Did she help me? No. I got the blame for everything. I was no longer her “daddy”. Her rock was gone – I was no longer the strong, steady, and secure leader she needed. I was all too human.
Then the roof leaked: It started slowly – a skylight in the family room. I was so depressed I did not care. She was on to me all the time about it. Why did she not call a roofer to fix it? It got steadily worse and looking back it was a metaphor for our failing M. Instead of picking up the phone book and helping me, she gave me a child’s book where the dad ignored a leak and the house filled with water. The water rose until the dad, still reading his newspaper in his easy chair, was floating to the ceiling. The family wore scuba gear. The house finally exploded.
I laughed at the time, blinded by depression to the fact that she was telling me that I was failing as her father figure. I was failing the family. I was to blame while she did not lift a finger to help me. The captain of the ship was ill – but the first mate did not step in to help. Instead she headed for the lifeboat to abandon ship.

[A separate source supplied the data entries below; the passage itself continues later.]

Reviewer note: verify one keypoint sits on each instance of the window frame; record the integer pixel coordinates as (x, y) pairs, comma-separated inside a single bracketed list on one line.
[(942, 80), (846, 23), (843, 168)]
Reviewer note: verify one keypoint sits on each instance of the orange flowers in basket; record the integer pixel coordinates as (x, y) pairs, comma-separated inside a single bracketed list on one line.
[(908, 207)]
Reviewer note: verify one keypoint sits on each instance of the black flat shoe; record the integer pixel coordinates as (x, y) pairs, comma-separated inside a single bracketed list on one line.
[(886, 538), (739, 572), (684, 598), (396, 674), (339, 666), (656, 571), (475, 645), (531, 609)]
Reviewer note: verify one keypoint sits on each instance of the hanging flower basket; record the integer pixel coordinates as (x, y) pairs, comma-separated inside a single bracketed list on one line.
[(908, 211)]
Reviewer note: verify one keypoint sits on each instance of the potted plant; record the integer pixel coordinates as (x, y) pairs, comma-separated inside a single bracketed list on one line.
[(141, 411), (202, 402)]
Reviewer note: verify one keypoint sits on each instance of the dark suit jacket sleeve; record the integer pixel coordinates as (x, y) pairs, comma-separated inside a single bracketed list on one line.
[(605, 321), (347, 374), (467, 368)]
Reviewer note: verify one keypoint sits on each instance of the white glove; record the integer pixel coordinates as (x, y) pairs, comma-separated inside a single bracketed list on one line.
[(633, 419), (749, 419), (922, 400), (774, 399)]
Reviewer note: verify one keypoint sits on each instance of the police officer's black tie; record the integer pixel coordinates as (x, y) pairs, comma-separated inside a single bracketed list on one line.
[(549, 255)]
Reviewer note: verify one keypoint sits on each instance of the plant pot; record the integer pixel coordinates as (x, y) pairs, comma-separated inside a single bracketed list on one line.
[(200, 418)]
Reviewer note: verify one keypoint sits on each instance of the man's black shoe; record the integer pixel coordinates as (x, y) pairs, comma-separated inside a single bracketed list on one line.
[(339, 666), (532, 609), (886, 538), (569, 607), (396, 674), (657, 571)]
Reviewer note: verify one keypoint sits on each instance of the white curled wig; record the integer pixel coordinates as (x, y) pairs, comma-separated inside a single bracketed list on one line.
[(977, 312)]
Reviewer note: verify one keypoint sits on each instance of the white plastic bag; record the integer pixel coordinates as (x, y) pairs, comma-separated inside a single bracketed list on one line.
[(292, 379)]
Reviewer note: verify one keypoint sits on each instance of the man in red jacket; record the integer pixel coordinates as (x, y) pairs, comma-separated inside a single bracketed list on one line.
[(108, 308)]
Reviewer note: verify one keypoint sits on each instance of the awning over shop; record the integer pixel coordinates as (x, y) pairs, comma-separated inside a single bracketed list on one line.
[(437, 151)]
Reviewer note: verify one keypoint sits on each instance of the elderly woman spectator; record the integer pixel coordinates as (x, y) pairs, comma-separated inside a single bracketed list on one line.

Yes Frank, your post is on the money. How many here say “When we split up she/he will learn what life is like without me”. As if they could not survive without us. Only a person in a leader-follower relationship would state such a thing – I read it all the time across this BB so it is a thread; I said it myself.
It is also ironic that while she expected me to lead and handle everything except the children, it is she who now calls me the great controller and great manipulator. Again, like a teenager trying to get her way – she resents the parent’s control but at the same time looks to the parent for security. She firmly believes that it was SHE who held the M together. In the end that was true – but she was too busy launching the lifeboat to help the sick captain get back on track.
All this brings me to your following quote:
------------------------------------------ One thing for sure, if any of you have this kind of experience you may want to remember that you can NOT go forward with your WAS in a 'new' marriage UNLESS they are actively working on this part of themselves. Otherwise, you'll just repeat this experience because you are not married to a 'whole' person. ------------------------------------------
That is why D is looking so good. I cannot be her “daddy” any longer. She has been dependent for 43 years and it would be difficult to change. Worse, she is not aware that any change is needed, that she is not a “whole” person. Yes, I still love her and there are the kids. But I cannot fill her expectations. Now I get the kids to myself for quality time I never had before; quality time she never let me have b/c the kids were “hers”. But this will hurt everyone involved – that is the sad part.
I hope that some day she will grow up but I doubt it. Most likely I will be replaced (or have already been replaced) by another father figure. She did call a roofer and got the leak fixed – four months after I moved out. Too, too late. Why did she not help us sooner?